The case of the day is Mesa Power Group, LLC v. Government of Canada (D.D.C. 2017). The underlying case was a NAFTA arbitration, which took place in Miami. I’ve previously covered some 1782 applications that arose out of it (here, here, and here). Here were the facts: Ontario launched a renewable energy program called the Feed-in Tariff Program. Mesa invested in renewable energy in Ontario with the hope of being awarded a contract under the program. But Ontario awarded the contract to another contractor, which was not participating in the program. Mesa believed Ontario had promised to award all renewable energy contracts through the program and thus that Ontario had not accorded it fair and equitable treatment as required under NAFTA.

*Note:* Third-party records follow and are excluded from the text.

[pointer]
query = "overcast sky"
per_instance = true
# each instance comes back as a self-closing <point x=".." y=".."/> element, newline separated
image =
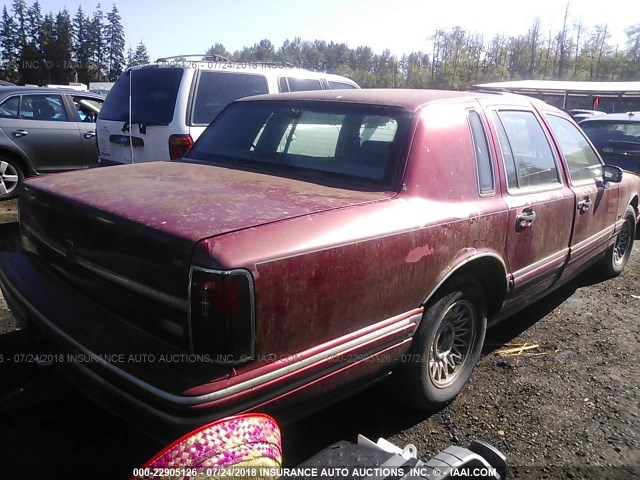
<point x="191" y="27"/>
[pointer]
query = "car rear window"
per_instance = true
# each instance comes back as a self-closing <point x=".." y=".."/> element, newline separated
<point x="153" y="96"/>
<point x="216" y="90"/>
<point x="601" y="133"/>
<point x="355" y="144"/>
<point x="340" y="86"/>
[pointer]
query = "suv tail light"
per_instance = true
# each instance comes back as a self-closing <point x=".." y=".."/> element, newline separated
<point x="179" y="145"/>
<point x="221" y="315"/>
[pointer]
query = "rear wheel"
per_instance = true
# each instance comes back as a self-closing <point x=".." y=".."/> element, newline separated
<point x="446" y="347"/>
<point x="11" y="178"/>
<point x="618" y="254"/>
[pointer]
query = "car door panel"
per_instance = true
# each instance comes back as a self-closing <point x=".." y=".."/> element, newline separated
<point x="541" y="207"/>
<point x="50" y="145"/>
<point x="596" y="202"/>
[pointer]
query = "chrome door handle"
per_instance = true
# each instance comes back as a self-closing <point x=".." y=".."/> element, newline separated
<point x="525" y="218"/>
<point x="584" y="205"/>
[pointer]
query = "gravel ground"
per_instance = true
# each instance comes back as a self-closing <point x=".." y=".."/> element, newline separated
<point x="568" y="408"/>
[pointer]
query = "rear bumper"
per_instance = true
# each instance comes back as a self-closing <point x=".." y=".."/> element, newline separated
<point x="53" y="310"/>
<point x="77" y="328"/>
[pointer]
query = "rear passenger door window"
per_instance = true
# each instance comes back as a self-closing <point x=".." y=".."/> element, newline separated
<point x="43" y="107"/>
<point x="529" y="160"/>
<point x="584" y="164"/>
<point x="10" y="108"/>
<point x="216" y="90"/>
<point x="483" y="159"/>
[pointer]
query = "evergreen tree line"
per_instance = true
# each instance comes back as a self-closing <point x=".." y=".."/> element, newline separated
<point x="37" y="48"/>
<point x="40" y="49"/>
<point x="459" y="59"/>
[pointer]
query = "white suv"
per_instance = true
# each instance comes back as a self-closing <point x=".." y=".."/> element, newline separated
<point x="173" y="100"/>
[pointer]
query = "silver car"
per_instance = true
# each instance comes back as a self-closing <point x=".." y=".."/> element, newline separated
<point x="45" y="130"/>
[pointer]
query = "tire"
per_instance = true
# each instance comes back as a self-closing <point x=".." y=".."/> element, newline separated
<point x="11" y="178"/>
<point x="446" y="347"/>
<point x="618" y="254"/>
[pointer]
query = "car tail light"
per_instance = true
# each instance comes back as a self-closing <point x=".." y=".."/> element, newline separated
<point x="179" y="145"/>
<point x="221" y="314"/>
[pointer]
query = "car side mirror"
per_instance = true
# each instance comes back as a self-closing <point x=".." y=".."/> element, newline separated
<point x="611" y="173"/>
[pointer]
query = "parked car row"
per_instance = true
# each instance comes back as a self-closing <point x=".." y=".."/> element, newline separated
<point x="172" y="101"/>
<point x="310" y="243"/>
<point x="44" y="130"/>
<point x="616" y="136"/>
<point x="155" y="112"/>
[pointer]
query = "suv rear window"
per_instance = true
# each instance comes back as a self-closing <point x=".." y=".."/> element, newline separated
<point x="354" y="144"/>
<point x="153" y="96"/>
<point x="216" y="90"/>
<point x="602" y="133"/>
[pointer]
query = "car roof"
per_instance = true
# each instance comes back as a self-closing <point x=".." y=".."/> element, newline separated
<point x="6" y="90"/>
<point x="273" y="68"/>
<point x="614" y="117"/>
<point x="409" y="99"/>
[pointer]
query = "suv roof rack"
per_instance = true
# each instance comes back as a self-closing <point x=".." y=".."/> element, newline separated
<point x="203" y="56"/>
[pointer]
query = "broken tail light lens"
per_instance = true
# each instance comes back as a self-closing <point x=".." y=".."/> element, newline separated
<point x="221" y="315"/>
<point x="179" y="145"/>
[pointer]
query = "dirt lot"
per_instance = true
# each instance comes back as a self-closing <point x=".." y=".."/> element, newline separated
<point x="568" y="408"/>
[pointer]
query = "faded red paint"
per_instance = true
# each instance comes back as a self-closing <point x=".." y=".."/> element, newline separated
<point x="329" y="264"/>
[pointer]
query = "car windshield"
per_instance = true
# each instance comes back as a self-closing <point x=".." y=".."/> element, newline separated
<point x="355" y="144"/>
<point x="153" y="96"/>
<point x="602" y="133"/>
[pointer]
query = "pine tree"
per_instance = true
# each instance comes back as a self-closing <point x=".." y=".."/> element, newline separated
<point x="63" y="68"/>
<point x="96" y="45"/>
<point x="81" y="45"/>
<point x="33" y="24"/>
<point x="8" y="47"/>
<point x="32" y="63"/>
<point x="140" y="57"/>
<point x="20" y="18"/>
<point x="114" y="45"/>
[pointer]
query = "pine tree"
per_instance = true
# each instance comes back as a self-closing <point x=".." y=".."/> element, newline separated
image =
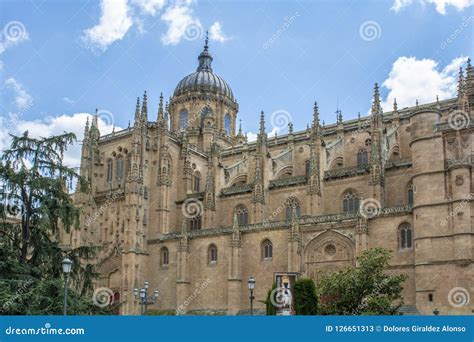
<point x="36" y="207"/>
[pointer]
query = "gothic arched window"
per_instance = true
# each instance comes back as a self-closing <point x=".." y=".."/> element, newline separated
<point x="120" y="168"/>
<point x="267" y="249"/>
<point x="350" y="202"/>
<point x="197" y="181"/>
<point x="290" y="204"/>
<point x="212" y="254"/>
<point x="195" y="223"/>
<point x="242" y="215"/>
<point x="307" y="167"/>
<point x="406" y="236"/>
<point x="183" y="120"/>
<point x="110" y="169"/>
<point x="362" y="159"/>
<point x="227" y="123"/>
<point x="165" y="256"/>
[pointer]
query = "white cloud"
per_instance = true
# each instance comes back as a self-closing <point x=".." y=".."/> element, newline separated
<point x="216" y="33"/>
<point x="68" y="100"/>
<point x="440" y="5"/>
<point x="251" y="136"/>
<point x="182" y="24"/>
<point x="23" y="100"/>
<point x="48" y="126"/>
<point x="114" y="23"/>
<point x="13" y="33"/>
<point x="151" y="7"/>
<point x="412" y="79"/>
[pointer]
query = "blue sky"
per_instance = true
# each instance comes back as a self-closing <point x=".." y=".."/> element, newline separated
<point x="67" y="58"/>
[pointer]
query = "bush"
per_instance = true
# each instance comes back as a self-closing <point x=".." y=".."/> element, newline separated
<point x="306" y="300"/>
<point x="270" y="308"/>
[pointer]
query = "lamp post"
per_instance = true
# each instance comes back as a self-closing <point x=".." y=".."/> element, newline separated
<point x="143" y="298"/>
<point x="251" y="285"/>
<point x="67" y="264"/>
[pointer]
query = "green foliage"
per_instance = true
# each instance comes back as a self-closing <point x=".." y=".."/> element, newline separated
<point x="365" y="290"/>
<point x="305" y="297"/>
<point x="34" y="185"/>
<point x="270" y="308"/>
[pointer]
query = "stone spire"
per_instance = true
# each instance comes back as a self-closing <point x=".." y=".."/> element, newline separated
<point x="136" y="122"/>
<point x="94" y="132"/>
<point x="86" y="130"/>
<point x="160" y="118"/>
<point x="144" y="111"/>
<point x="460" y="83"/>
<point x="262" y="136"/>
<point x="376" y="107"/>
<point x="205" y="58"/>
<point x="166" y="117"/>
<point x="315" y="116"/>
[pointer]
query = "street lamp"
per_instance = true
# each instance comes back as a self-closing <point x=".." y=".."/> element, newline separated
<point x="143" y="298"/>
<point x="67" y="264"/>
<point x="251" y="285"/>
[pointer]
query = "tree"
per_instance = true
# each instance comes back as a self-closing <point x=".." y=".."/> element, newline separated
<point x="306" y="299"/>
<point x="36" y="207"/>
<point x="365" y="290"/>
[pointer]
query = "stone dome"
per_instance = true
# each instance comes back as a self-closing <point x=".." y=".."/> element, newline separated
<point x="204" y="79"/>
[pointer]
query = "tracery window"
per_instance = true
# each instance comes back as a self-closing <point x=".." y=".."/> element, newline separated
<point x="350" y="202"/>
<point x="242" y="215"/>
<point x="267" y="249"/>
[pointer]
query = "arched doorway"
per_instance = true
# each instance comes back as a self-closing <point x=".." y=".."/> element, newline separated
<point x="328" y="252"/>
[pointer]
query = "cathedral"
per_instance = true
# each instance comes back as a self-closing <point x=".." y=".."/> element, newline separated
<point x="182" y="200"/>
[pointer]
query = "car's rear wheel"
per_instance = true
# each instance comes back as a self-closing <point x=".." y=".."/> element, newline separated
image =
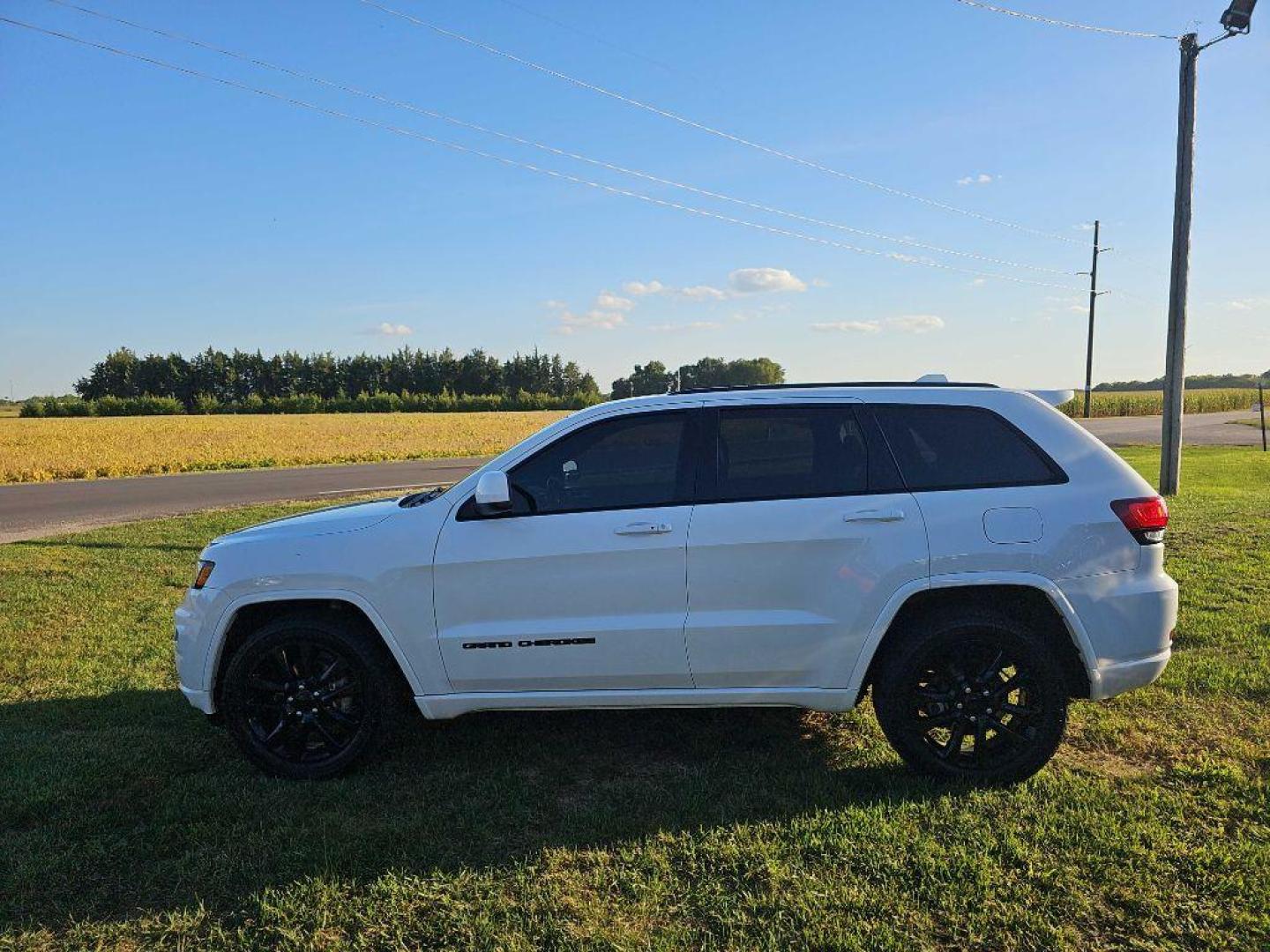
<point x="308" y="697"/>
<point x="973" y="697"/>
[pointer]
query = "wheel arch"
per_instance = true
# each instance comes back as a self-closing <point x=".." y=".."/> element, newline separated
<point x="248" y="614"/>
<point x="1035" y="598"/>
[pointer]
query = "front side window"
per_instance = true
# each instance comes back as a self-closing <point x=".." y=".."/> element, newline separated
<point x="788" y="452"/>
<point x="631" y="461"/>
<point x="961" y="447"/>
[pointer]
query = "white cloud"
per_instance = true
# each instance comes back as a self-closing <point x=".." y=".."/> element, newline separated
<point x="390" y="331"/>
<point x="1246" y="303"/>
<point x="609" y="301"/>
<point x="638" y="288"/>
<point x="703" y="292"/>
<point x="752" y="280"/>
<point x="848" y="326"/>
<point x="594" y="319"/>
<point x="915" y="323"/>
<point x="691" y="325"/>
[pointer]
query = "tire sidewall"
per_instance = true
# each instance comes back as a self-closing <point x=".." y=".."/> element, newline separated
<point x="322" y="634"/>
<point x="903" y="666"/>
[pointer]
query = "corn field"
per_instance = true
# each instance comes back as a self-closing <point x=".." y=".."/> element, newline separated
<point x="1151" y="403"/>
<point x="38" y="450"/>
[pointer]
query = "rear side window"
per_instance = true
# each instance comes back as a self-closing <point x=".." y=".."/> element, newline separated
<point x="961" y="447"/>
<point x="788" y="452"/>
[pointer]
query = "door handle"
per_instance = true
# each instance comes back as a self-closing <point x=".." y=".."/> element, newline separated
<point x="874" y="516"/>
<point x="644" y="528"/>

With one arbitrator dissenting, the tribunal rejected Mesa’s argument and issued an award in favor of Canada. Mesa sought to vacate the award in Washington. The interesting issue was choice of law. Canada claimed that because the seat of the arbitration was Miami, the law of the Eleventh Circuit should govern. Mesa argued that the law of the DC Circuit should governed. This mattered because the Eleventh Circuit holds that the grounds in § 10 of the FAA for vacatur do not apply to international arbitral awards, and there is no “manifest disregard of law” doctrine. The court rejected Canada’s argument. There is one federal law, and the issues that arise in diversity jurisdiction cases (which take account of the fact that each state has its own law) don’t apply. This seems correct to me.

Although Canada lost the choice of law argument, it won on the merits. The court rejected the claim that the tribunal was guilty of manifest disregard of the law (assuming without deciding that the doctrine survives in DC).